3. Ao cumprir as Duas Mitsvót Universais Devocionais acima, os noaítas (os não-judeus que tornaram-se devotos de Hashém) consequentementemente cumprem a Terceira Mitsvá Espiritual:
“Não se deve permitir dar origem a alguma religião.” (Rabi Maimônides, As Leis dos Reis 10:9)
(Hashém deu à humanidade espiritualidade — uma natureza espiritual — não religião.
E além disso, não-judeu algum consegue conhecer Hashém e a Torá e o Noaísmo através de alguma religião. Apenas através do vulgarmente chamado ‘Judaísmo’ — mais precisamente Os Princípios de Fé da Torá é que é possível chegar à Verdade da espiritualidade. Apenas o ‘Noaísmo’ e o ‘Judaísmo’ são Revelações de Hashém. Todas as religiões, qualquer uma delas*, são invenções.

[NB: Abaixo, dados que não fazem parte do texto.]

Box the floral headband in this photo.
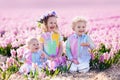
[38,11,57,23]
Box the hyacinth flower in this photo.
[10,49,17,58]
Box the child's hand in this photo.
[72,59,79,64]
[40,53,45,59]
[80,43,90,47]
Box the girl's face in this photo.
[73,22,86,36]
[47,17,57,32]
[28,40,39,52]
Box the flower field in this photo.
[0,10,120,80]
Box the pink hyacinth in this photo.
[10,49,17,58]
[99,55,104,62]
[6,57,15,67]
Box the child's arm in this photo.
[40,37,51,59]
[66,39,73,60]
[58,41,63,57]
[87,36,95,49]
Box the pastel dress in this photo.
[19,50,46,74]
[66,34,95,72]
[40,32,63,67]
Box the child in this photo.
[66,17,95,73]
[19,38,46,74]
[40,11,63,67]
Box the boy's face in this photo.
[73,22,86,36]
[28,40,39,52]
[47,17,57,32]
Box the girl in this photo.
[19,38,46,74]
[40,11,63,68]
[66,17,95,72]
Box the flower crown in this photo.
[38,11,57,23]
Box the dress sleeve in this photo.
[59,35,63,41]
[66,39,73,60]
[39,36,44,43]
[87,36,95,49]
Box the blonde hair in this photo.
[72,16,87,29]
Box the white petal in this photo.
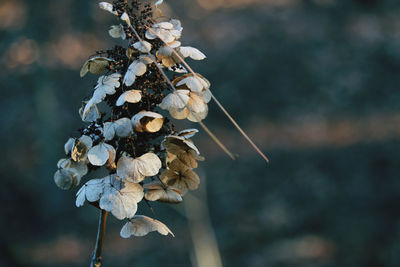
[139,152,162,176]
[154,22,174,30]
[79,104,101,122]
[114,118,133,137]
[143,182,182,203]
[108,24,126,40]
[179,46,206,60]
[176,76,204,92]
[75,179,106,207]
[169,107,190,120]
[178,129,199,139]
[159,90,189,110]
[64,137,75,155]
[187,93,208,113]
[115,90,142,106]
[57,159,88,180]
[154,0,164,6]
[99,2,118,15]
[103,122,115,141]
[99,178,143,220]
[78,135,93,149]
[132,40,151,53]
[124,60,147,86]
[54,169,80,190]
[80,57,114,77]
[139,55,154,65]
[88,143,112,166]
[117,157,145,182]
[121,12,131,25]
[120,215,174,238]
[145,29,157,40]
[117,152,162,183]
[96,73,121,94]
[187,104,208,122]
[131,111,164,133]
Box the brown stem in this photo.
[90,210,108,267]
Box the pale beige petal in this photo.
[120,215,174,238]
[115,90,142,106]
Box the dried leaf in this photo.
[132,40,151,53]
[179,46,206,60]
[71,135,93,162]
[113,118,133,137]
[117,152,162,183]
[88,142,116,166]
[99,2,118,15]
[103,122,115,141]
[159,90,190,110]
[131,111,164,133]
[143,182,182,204]
[64,137,75,155]
[76,175,143,220]
[120,215,174,238]
[115,90,142,106]
[80,57,114,77]
[124,60,147,86]
[108,24,126,40]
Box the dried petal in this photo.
[114,118,133,137]
[108,24,126,40]
[103,122,115,141]
[117,152,162,183]
[88,143,115,166]
[179,46,206,60]
[159,90,190,110]
[80,57,114,77]
[132,111,164,133]
[115,90,142,106]
[120,215,174,238]
[124,60,147,86]
[64,137,75,155]
[143,182,182,203]
[132,40,151,53]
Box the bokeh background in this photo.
[0,0,400,267]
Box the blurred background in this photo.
[0,0,400,267]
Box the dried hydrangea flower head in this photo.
[54,0,268,266]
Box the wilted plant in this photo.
[54,0,268,266]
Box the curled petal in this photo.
[115,90,142,106]
[120,215,174,238]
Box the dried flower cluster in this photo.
[54,0,211,238]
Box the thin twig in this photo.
[90,210,108,267]
[146,25,269,163]
[129,24,235,160]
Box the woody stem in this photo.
[90,210,108,267]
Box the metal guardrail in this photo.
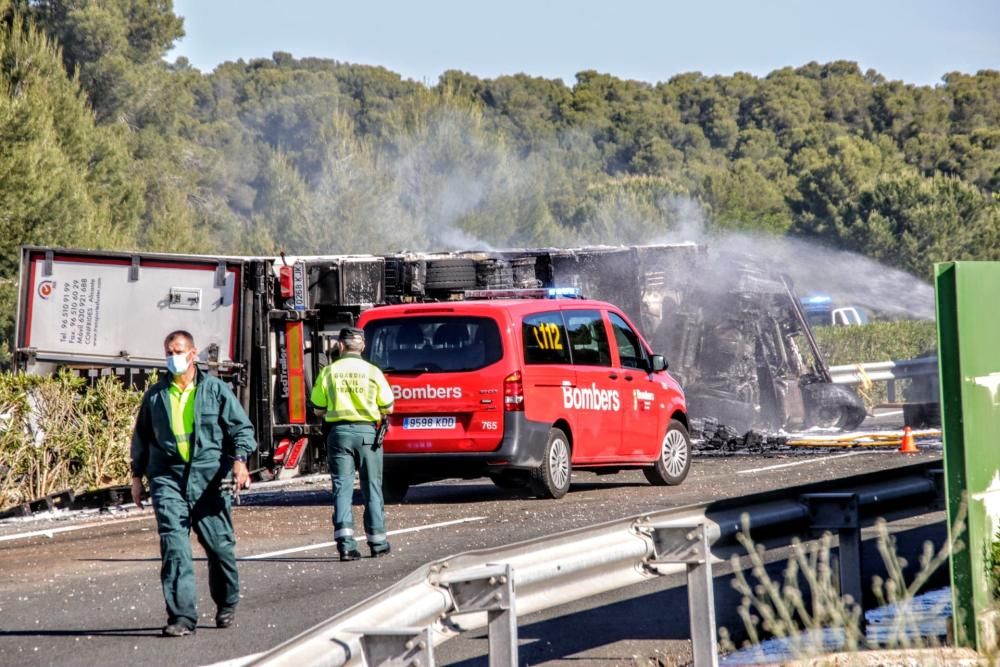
[250,462,944,667]
[830,357,938,403]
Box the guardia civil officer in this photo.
[132,331,257,637]
[310,327,393,560]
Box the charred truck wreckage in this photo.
[16,244,865,474]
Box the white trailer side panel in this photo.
[20,252,241,366]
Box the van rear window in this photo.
[364,315,503,373]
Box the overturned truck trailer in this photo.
[15,244,864,474]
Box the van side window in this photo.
[563,310,611,366]
[608,313,649,370]
[521,311,569,364]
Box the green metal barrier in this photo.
[935,262,1000,651]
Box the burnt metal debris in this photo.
[307,243,865,441]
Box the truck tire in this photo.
[531,428,573,500]
[642,419,691,486]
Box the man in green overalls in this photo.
[132,331,257,637]
[310,327,393,560]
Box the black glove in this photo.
[372,417,389,450]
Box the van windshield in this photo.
[364,315,503,373]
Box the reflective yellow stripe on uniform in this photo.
[309,354,393,423]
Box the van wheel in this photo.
[382,475,410,504]
[531,428,573,498]
[642,419,691,486]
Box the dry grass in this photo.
[719,506,965,660]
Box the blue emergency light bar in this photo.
[463,287,583,299]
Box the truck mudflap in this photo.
[383,412,552,483]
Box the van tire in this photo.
[642,419,691,486]
[382,475,410,505]
[531,428,573,500]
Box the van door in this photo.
[608,311,665,460]
[563,308,624,463]
[521,310,576,436]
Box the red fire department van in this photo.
[358,289,691,501]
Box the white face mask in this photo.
[167,352,188,375]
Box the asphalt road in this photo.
[0,440,940,667]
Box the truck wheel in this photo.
[531,428,573,499]
[382,475,410,505]
[642,419,691,486]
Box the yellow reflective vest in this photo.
[309,354,393,423]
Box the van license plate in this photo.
[403,417,455,429]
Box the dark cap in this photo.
[337,327,365,340]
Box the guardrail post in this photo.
[351,628,434,667]
[802,493,864,612]
[435,564,518,667]
[650,523,719,667]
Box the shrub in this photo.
[0,371,142,508]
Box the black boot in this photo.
[337,549,361,561]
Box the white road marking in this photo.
[236,516,486,560]
[0,512,153,542]
[736,449,896,475]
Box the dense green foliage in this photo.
[813,320,937,366]
[0,373,142,509]
[813,320,937,408]
[0,0,1000,354]
[0,0,1000,276]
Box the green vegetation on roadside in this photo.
[0,0,1000,362]
[813,320,937,366]
[0,372,142,509]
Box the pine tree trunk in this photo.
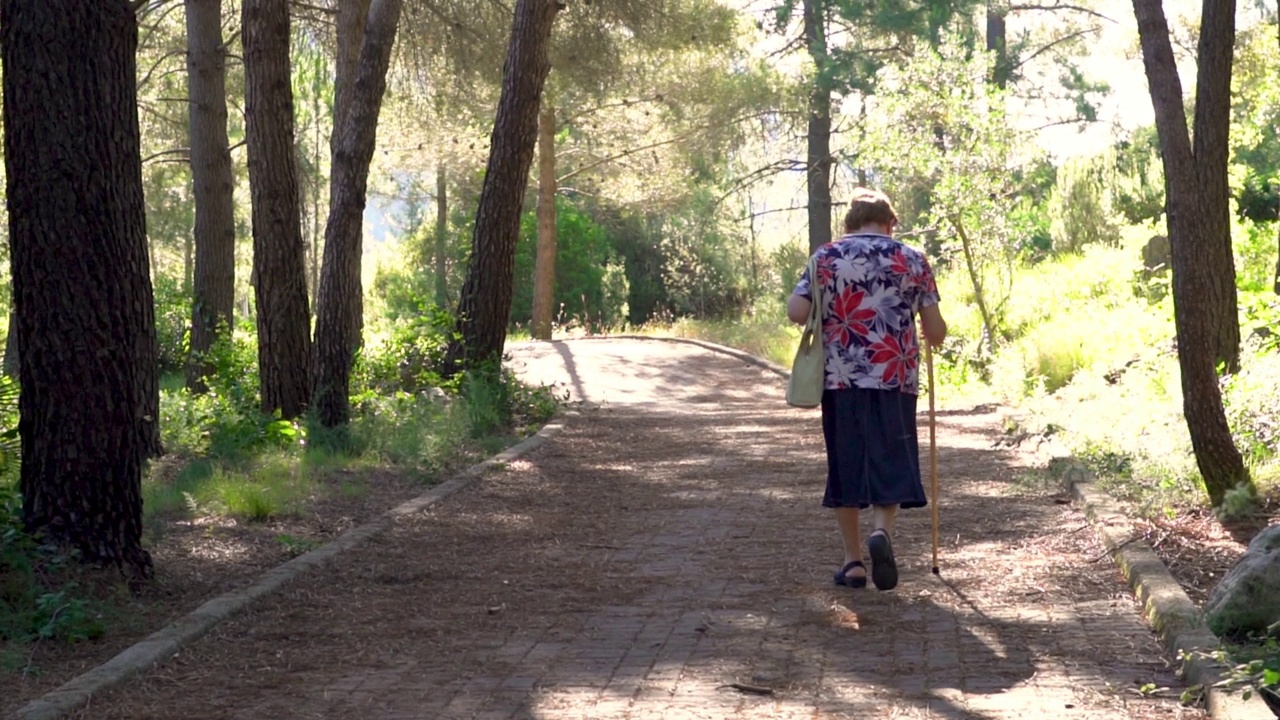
[532,104,556,341]
[987,3,1012,90]
[804,0,832,252]
[4,310,22,379]
[1192,0,1240,374]
[186,0,236,392]
[1133,0,1249,506]
[242,0,311,419]
[445,0,562,374]
[1271,22,1280,295]
[312,0,402,428]
[435,163,449,307]
[0,0,159,579]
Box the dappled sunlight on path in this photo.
[77,340,1201,720]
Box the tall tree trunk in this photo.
[187,0,236,392]
[4,310,22,379]
[532,104,556,341]
[987,1,1012,90]
[444,0,563,373]
[804,0,832,252]
[312,0,402,428]
[242,0,311,419]
[435,160,449,307]
[1192,0,1240,374]
[1133,0,1249,505]
[0,0,159,579]
[329,0,371,163]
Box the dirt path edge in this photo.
[1050,447,1275,720]
[13,411,577,720]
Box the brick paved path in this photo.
[83,341,1201,720]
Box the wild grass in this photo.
[645,223,1280,515]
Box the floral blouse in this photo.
[795,234,940,395]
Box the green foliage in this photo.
[154,274,191,374]
[352,299,454,394]
[1231,23,1280,222]
[0,482,104,643]
[865,44,1036,351]
[1112,126,1165,224]
[1048,155,1119,252]
[660,191,751,319]
[604,211,667,325]
[461,368,558,438]
[160,327,306,459]
[1231,218,1280,297]
[769,240,809,301]
[511,197,625,327]
[660,297,800,368]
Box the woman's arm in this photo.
[920,305,947,347]
[787,295,813,325]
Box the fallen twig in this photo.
[721,683,773,694]
[1089,533,1147,562]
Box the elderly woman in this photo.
[787,188,947,591]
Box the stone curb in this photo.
[611,336,1275,720]
[1050,457,1275,720]
[13,411,577,720]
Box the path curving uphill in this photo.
[64,340,1202,720]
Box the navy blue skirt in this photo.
[822,388,929,509]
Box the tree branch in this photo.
[556,111,767,182]
[142,147,191,165]
[1010,28,1093,70]
[1009,3,1116,23]
[289,0,340,15]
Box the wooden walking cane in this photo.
[924,338,942,575]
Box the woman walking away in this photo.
[787,188,947,591]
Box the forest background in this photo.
[0,0,1280,671]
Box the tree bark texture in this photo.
[1192,0,1240,373]
[4,310,22,379]
[435,161,449,307]
[804,0,832,252]
[0,0,159,571]
[445,0,562,373]
[329,0,371,165]
[312,0,402,428]
[242,0,311,419]
[987,3,1012,90]
[531,104,556,341]
[1133,0,1249,505]
[186,0,236,392]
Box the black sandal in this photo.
[867,530,897,591]
[835,560,867,588]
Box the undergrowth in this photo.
[0,304,559,673]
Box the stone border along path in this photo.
[7,340,1202,720]
[14,414,564,720]
[1051,457,1275,720]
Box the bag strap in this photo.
[805,254,822,335]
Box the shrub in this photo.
[154,274,191,374]
[1047,155,1119,252]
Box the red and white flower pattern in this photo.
[795,234,940,395]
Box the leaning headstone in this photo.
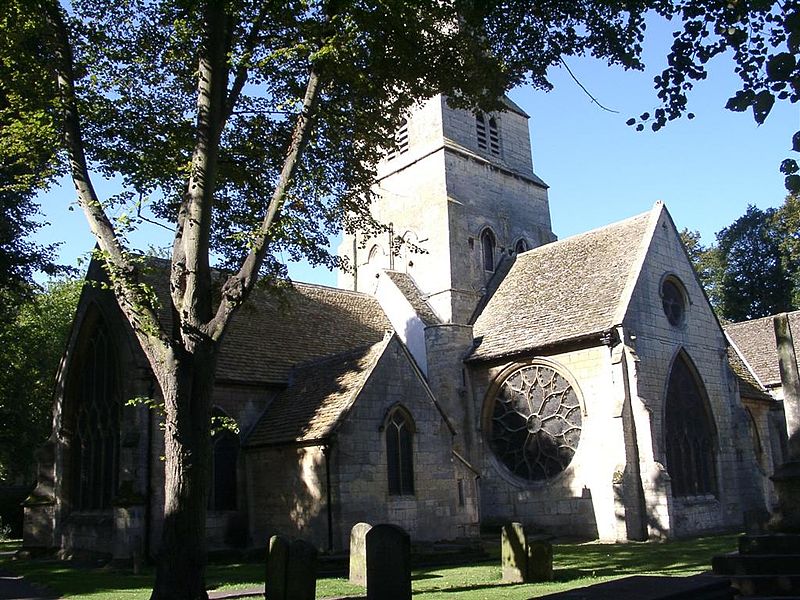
[366,525,411,600]
[525,538,553,582]
[500,523,528,583]
[264,535,291,600]
[350,523,372,587]
[286,540,317,600]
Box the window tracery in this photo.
[386,407,414,496]
[72,321,120,510]
[664,352,717,498]
[489,363,583,481]
[208,407,239,510]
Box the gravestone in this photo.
[500,523,528,583]
[526,538,553,582]
[286,540,317,600]
[365,525,411,600]
[264,535,291,600]
[264,535,317,600]
[500,523,553,583]
[350,523,372,587]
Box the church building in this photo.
[25,96,782,559]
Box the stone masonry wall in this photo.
[333,340,477,548]
[624,212,751,536]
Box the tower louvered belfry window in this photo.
[475,113,500,156]
[664,352,717,498]
[481,229,497,273]
[72,321,120,510]
[386,407,414,496]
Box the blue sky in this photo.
[37,19,800,285]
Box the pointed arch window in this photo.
[386,407,414,496]
[481,229,497,273]
[72,319,120,510]
[664,351,717,498]
[208,407,239,510]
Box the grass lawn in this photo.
[0,535,738,600]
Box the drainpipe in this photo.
[322,444,333,552]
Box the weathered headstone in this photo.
[525,538,553,582]
[264,535,290,600]
[365,525,411,600]
[500,523,528,583]
[350,523,372,587]
[264,535,317,600]
[286,540,317,600]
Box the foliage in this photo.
[775,194,800,308]
[628,0,800,192]
[0,535,737,600]
[681,196,800,321]
[0,280,81,483]
[0,0,64,310]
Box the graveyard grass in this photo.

* Isso inclui o cristianismo (incluindo a sua vertente hebraísta: os messiânicos), o kardecismo e o maometismo (muhammatismo).

 

Enquanto que um não-noaíta pode (ou não) se identificar com alguma religião, qualquer uma delas, é óbvio que o noaíta, que é a pessoa que é devota de Hashém, só se identifica com o próprio noaísmo, não com qualquer religião. Ele sabe que todo e qualquer fundador das religiões é falso profeta e que toda e qualquer escritura das religiões não é a Palavra de Hashém (a propósito, é interessante parar para pensar no fato de que de todos os livros sagrados de todas as religiões, apenas a Torá — querendo dizer todo o Tanách (bíblia judaica) — contém a Própria Assinatura de Hashém, o Nome essencial de D’us, Havayáh).
Como afirma o Rabi Tzvi Freeman do Chabad:
“A Torá [é] a mensagem de D’us para toda a humanidade.”).

 

O noaíta portanto pratíca antes das Sete Categorias de Leis Divinas Universais as Três Leis Divinas Devocionais: ele conhece Hashém (através da Torá), ele conhece a Torá (através dos judeus), e conhecendo Hashém e a Torá ele não inventa religiões e sai das religiões e exerce sua fé praticando suas Mitsvót. Obviamente, o Caminho Espiritual do noaíta é o noaísmo; a Fé (ou os Princípios de Fé) do noaíta é o noaísmo*.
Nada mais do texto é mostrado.